Nabożeństwo Drogi Krzyżowej rozpocznie się w piątek 31 marca o 14.00 w katedrze wrocławskiej na Ostrowie Tumskim. Poprowadzi je metropolita wrocławski, abp Józef Kupny.
- Rozważania oparte będą o wiersze ks. Jana Twardowskiego dotyczące elementów cierpienia i choroby. Wygłoszą je osoby niepełnoprawne, chore, także niewidome. Wszystko będzie na bieżąco tłumaczone na język migowy - mówi Paweł Trawka, rzecznik wrocławskiej Caritas.
Śpiew poprowadzi schola Katolickiego Stowarzyszenia Młodzieży, która w ciągu roku również pomaga chorym i cierpiącym.
- Często organizuje się imprezy integracyjne, w których uczestniczymy, a nabożeństwo także pełni rolę integracji, ale modlitewnej. Chcemy się razem pomodlić i stworzyć wspólnotę niepełnosprawnych ludzi wierzących. Sfera duchowa dość rzadko odgrywa rolę w procesie aktywizacji. W tym przypadku warto ją uruchomić - mówi Paweł Parus, pełnomocnik marszałka ds. osób niepełnosprawnych.
Podkreśla przy tym, że chodzi o to, aby każdemu dać szansę uczestnictwa w Drodze Krzyżowej i sprowadzić do katedry jak największą liczbę osób niepełnosprawnych, które będą mogły razem przeżyć to piątkowe popołudnie.
- Pokażmy, że osoby niepełnosprawne chcą być aktywne także na polu duchowym - zachęca pełnomocnik marszałka, który porusza się na wózku inwalidzkim.
Mimo wielu przeciwności i tragicznego wypadku, który go spotkał, uważa, że ma za co Pan Bogu dziękować, a nabożeństwo wielkopostne daje mu ku temu okazję.

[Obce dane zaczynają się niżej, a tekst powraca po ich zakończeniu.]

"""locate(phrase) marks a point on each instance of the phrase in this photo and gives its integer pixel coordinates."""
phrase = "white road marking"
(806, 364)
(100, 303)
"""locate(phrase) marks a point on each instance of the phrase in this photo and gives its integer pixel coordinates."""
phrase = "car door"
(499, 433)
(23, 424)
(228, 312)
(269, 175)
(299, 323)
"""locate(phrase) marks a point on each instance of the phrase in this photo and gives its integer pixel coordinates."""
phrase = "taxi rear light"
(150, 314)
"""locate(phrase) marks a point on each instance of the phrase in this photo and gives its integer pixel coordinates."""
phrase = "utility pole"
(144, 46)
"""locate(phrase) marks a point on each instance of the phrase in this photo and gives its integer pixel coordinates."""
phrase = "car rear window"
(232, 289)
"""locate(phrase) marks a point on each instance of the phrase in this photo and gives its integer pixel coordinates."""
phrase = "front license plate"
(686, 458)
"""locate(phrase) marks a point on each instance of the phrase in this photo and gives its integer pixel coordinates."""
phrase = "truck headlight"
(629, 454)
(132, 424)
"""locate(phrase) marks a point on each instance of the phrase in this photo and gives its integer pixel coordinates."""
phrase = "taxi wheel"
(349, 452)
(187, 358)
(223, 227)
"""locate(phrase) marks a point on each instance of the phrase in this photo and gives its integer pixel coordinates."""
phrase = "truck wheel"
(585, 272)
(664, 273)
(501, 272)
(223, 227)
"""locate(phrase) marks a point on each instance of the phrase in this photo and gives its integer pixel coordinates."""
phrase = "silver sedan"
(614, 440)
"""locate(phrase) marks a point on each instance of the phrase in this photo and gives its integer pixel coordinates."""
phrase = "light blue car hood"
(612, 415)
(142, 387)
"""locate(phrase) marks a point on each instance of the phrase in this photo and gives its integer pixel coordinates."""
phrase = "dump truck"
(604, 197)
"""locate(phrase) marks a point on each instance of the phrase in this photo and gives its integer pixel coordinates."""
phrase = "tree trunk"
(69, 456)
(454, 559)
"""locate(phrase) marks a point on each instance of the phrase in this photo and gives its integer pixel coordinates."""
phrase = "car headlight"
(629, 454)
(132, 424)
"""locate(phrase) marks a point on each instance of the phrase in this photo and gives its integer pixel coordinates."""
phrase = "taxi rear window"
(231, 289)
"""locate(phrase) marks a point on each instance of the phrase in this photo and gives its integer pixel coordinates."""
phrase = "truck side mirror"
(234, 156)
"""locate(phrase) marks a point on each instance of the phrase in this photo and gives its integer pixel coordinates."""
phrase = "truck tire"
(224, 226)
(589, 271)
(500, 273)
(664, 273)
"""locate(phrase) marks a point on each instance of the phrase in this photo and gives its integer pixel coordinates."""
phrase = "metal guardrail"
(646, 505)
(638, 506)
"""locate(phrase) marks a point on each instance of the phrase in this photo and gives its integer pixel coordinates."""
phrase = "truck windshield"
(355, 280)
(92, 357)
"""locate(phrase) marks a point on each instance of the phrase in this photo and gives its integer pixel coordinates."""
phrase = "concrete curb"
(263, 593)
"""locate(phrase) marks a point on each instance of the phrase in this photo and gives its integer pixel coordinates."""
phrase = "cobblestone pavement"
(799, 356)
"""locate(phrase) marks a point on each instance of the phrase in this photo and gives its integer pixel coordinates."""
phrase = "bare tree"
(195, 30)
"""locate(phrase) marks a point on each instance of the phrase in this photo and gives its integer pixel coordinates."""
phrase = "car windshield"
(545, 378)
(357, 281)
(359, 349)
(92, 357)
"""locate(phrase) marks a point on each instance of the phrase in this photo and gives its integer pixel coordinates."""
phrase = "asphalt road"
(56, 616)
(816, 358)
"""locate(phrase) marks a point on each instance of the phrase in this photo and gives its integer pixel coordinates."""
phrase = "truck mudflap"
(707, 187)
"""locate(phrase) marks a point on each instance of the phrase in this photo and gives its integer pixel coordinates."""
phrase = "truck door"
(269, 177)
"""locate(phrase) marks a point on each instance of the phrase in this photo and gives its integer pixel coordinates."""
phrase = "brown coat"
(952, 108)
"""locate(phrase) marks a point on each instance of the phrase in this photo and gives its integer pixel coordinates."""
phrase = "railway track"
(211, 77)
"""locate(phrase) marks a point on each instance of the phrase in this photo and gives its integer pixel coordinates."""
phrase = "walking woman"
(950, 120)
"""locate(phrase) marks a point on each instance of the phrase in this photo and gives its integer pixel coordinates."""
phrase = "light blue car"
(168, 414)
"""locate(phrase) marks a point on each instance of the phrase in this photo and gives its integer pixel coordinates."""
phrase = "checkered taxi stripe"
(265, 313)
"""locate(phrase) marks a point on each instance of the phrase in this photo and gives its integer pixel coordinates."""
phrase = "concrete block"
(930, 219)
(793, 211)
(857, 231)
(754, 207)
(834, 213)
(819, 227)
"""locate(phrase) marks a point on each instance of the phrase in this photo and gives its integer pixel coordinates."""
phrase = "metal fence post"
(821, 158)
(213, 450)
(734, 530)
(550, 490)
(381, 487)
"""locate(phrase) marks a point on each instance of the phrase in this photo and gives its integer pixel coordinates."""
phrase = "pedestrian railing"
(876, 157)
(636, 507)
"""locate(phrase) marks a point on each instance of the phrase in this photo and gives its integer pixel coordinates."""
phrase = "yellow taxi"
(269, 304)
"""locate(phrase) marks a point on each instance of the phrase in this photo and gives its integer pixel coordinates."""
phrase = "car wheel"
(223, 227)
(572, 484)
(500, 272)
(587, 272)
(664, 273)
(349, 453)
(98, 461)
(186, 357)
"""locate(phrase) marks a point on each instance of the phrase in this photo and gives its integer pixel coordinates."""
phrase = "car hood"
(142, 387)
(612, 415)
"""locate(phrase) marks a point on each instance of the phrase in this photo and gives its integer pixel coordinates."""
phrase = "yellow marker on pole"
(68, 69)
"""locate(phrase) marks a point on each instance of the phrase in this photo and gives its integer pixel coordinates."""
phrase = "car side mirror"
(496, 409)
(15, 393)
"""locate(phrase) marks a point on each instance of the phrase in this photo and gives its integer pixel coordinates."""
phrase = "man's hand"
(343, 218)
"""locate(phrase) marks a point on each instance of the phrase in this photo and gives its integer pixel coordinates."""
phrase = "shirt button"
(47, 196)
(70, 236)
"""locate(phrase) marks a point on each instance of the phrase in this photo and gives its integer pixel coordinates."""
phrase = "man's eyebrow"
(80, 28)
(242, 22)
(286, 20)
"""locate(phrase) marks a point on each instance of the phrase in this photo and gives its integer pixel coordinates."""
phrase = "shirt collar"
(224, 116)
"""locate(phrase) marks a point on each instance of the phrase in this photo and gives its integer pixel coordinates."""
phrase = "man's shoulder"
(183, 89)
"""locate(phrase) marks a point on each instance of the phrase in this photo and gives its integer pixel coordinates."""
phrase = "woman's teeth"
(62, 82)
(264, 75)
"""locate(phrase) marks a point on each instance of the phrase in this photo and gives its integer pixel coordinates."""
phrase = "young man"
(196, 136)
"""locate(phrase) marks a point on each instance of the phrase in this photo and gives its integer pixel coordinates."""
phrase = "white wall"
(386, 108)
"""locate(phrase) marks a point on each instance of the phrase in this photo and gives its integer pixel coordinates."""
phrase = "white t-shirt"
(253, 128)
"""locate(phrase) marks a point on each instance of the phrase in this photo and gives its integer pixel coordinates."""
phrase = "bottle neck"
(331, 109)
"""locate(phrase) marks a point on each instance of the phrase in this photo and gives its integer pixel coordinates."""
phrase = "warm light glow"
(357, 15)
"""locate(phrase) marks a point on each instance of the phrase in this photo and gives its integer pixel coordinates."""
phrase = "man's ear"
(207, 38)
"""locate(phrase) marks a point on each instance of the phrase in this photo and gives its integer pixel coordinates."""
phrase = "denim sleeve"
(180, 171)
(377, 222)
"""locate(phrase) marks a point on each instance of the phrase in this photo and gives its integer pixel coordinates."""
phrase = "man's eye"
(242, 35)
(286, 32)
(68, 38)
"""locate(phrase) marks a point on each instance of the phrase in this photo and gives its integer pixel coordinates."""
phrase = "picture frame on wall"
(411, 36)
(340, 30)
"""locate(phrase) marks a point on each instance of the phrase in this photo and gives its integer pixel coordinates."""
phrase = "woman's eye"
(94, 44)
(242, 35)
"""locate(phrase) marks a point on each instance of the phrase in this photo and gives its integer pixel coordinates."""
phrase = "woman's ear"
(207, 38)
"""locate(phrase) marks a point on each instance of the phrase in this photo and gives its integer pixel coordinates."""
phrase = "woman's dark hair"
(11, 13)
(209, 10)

- Na swoim przykładzie mogę powiedzieć, że tuż po wypadku, sparaliżowany od szyi w dół, byłem bliżej tej drugiej strony świata. Na początku ta droga wydawała się ciężka, długa i niemożliwa. Ale Bóg postawił przede mną wspaniałą żonę i rodzinę, którzy pomogli mi przejść trudności. Niepełnosprawność jest i tego nie unikniemy, ale to nie znaczy, że nie możemy być szczęśliwi i spełniać swoich pasji. Dlatego Droga Krzyżowa jest odpowiednim momentem, by unieść wzrok i myśli ku górze. Po prostu podziękować - stwierdza P. Parus.
Nabożeństwo będzie także transmitowane przez Radio Rodzina, dla tych, którzy nie mogą osobiście pojawić się w katedrze.